Mittlerweile hat der ehemalige YouTuber Mert drei Rapalben veröffentlicht und einige Erfahrungen im Musik-Business gesammelt, aus denen er viel für sich und seine Musik gelernt hat. Im Interview mit Rooz spricht er darüber, dass das Drumherum bei seinem letzten Album ihm gar nicht gefallen hat, über enttäuschte Fans und das neue Umfeld, in dem er sich nun deutlich wohler fühlt.

Leon Machère & eine Goldene Schallplatte

Leon Machère ist sicher der streitbarste Charakter in dieser Auflistung und noch am meisten YouTuber. Allein die kunterbunten Thumbnails des Contents, den er auf seinem Kanal präsentiert, sprechen eine deutliche Sprache. Es soll geklickt werden – ohne, dass es irgendwie um Rap gehen würde. Warum taucht er dennoch hier auf? Naja, er rappt mit einer gewissen Regelmäßigkeit und hat etwas erreicht, was bei Weitem nicht jedem musizierenden Emporkömmling des YouTube-Kosmos vergönnt war – er ist mit einem Track Gold gegangen. Seine Single "Copacabana" lässt sich von der Herangehensweise mit "Mamacita" von Kay One und Pietro Lombardi vergleichen. Dass es mit "Portofino" auch schon einen gemeinsamen Song mit Kay gibt, verwundert daher kaum.

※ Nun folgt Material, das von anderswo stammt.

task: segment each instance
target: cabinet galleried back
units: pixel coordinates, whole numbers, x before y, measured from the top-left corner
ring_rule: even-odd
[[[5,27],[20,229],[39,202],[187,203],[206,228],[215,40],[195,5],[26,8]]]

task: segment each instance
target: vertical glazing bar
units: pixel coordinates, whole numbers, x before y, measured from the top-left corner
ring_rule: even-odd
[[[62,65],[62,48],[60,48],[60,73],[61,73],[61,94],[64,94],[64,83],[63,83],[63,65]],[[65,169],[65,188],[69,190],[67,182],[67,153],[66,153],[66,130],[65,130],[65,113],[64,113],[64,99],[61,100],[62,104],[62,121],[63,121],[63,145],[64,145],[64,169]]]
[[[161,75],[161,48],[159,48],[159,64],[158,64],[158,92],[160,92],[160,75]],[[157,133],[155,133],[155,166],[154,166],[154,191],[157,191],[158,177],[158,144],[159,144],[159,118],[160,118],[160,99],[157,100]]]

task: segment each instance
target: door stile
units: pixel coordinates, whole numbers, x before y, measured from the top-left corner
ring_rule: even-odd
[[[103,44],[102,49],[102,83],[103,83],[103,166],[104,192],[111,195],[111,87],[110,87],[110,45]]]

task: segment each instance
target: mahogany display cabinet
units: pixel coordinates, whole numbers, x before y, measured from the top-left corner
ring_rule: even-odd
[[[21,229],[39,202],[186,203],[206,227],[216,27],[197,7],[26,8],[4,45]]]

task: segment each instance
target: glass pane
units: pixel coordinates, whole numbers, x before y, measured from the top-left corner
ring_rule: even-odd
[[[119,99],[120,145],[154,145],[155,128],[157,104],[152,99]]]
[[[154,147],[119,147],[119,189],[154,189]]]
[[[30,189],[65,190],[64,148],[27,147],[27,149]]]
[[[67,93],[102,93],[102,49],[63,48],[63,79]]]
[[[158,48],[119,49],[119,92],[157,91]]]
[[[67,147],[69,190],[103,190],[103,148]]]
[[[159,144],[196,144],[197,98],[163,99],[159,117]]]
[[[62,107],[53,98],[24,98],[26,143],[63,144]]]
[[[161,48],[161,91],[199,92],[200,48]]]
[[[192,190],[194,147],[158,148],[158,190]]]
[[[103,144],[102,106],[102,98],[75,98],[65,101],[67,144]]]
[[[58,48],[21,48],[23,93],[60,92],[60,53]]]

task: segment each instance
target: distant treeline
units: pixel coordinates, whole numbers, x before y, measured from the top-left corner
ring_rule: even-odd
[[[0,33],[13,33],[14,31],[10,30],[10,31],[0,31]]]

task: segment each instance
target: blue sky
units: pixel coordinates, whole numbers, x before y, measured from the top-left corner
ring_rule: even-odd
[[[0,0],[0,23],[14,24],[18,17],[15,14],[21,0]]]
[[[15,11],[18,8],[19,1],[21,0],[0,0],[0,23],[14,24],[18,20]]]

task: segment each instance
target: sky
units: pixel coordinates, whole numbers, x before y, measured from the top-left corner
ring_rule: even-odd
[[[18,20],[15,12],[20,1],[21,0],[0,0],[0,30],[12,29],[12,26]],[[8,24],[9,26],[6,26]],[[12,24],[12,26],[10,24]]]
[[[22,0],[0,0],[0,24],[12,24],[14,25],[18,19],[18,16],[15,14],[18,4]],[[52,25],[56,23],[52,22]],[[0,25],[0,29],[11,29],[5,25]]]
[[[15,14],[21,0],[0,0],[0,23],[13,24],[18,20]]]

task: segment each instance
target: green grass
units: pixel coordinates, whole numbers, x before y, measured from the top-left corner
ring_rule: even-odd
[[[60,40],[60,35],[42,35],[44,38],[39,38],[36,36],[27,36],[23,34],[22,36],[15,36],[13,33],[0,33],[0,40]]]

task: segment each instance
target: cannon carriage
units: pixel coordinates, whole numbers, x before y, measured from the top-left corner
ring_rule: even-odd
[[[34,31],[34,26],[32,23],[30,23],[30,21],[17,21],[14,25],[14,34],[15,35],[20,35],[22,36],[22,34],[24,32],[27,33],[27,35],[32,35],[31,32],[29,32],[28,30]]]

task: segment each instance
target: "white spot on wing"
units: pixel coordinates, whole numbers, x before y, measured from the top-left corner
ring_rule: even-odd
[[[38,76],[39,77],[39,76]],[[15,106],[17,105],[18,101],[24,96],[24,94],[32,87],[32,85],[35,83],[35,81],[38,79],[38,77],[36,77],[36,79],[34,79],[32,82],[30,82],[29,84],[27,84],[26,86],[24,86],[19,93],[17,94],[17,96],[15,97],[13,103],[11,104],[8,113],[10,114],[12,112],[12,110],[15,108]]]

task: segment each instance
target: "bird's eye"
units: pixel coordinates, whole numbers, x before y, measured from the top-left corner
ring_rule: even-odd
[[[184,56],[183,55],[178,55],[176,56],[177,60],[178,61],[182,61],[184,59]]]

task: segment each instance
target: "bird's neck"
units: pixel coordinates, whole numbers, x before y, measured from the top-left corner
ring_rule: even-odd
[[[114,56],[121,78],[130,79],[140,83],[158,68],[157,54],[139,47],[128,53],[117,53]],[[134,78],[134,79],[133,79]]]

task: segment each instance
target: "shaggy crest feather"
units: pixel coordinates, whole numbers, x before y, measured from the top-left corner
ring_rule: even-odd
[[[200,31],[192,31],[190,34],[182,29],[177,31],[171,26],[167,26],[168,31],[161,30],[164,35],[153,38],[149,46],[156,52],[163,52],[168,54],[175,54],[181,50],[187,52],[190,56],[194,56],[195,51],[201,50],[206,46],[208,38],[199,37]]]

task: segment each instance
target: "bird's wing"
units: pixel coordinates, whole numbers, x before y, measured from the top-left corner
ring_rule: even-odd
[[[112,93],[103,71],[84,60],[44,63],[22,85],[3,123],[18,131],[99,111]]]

Leon Machère hat 2017 ein Album auf den Markt gebracht und versorgt seine Fans selbst in den heutigen Corona-Zeiten mit Urlaubsmusik. Erst im Juni droppte er seine neue Single "Venezuela", die sich bemüht, an den Gold-Erfolg anzuknüpfen. Für den Beat zeigt sich Kay Ones Produzent Stard Ova verantwortlich.

Eine gesonderte Erwähnung soll noch Katja Krasavice erhalten, die auf ihrem Album "Boss B*tch" auch hin und wieder rappt, aber wohl eher als Produkt aus der Popmaschinerie durchgeht. Aufbauend auf einem jahrelangen Grind als offensiv offenherziges YouTube-Sternchen ist sie mit ihren Tracks offenbar auf fruchtbaren Boden gefallen. "Boss B*tch" ging auf die #1 und Rooz fragte mal nach, wie die Blondine auf die Idee kam, zu rappen:

Katja Krasavice, warum rappst du? (Interview) #waslos

Katja Krasavice liebt es zu provozieren. Ihre wilden Fantasien und erotischen Vorlieben präsentiert sie offen in Songs wie "Doggy", "S*x Tape" oder "D*cke Lippen". Trotz ihres großen Erfolgs im Bereich Pop und Schlager demonetarisiert Youtube grundsätzlich ihre Videos. Als P*rnostar würde sie sicher mehr Geld verdienen aber Katja möchte wie Cardi B oder Nicki Minaj Musik machen.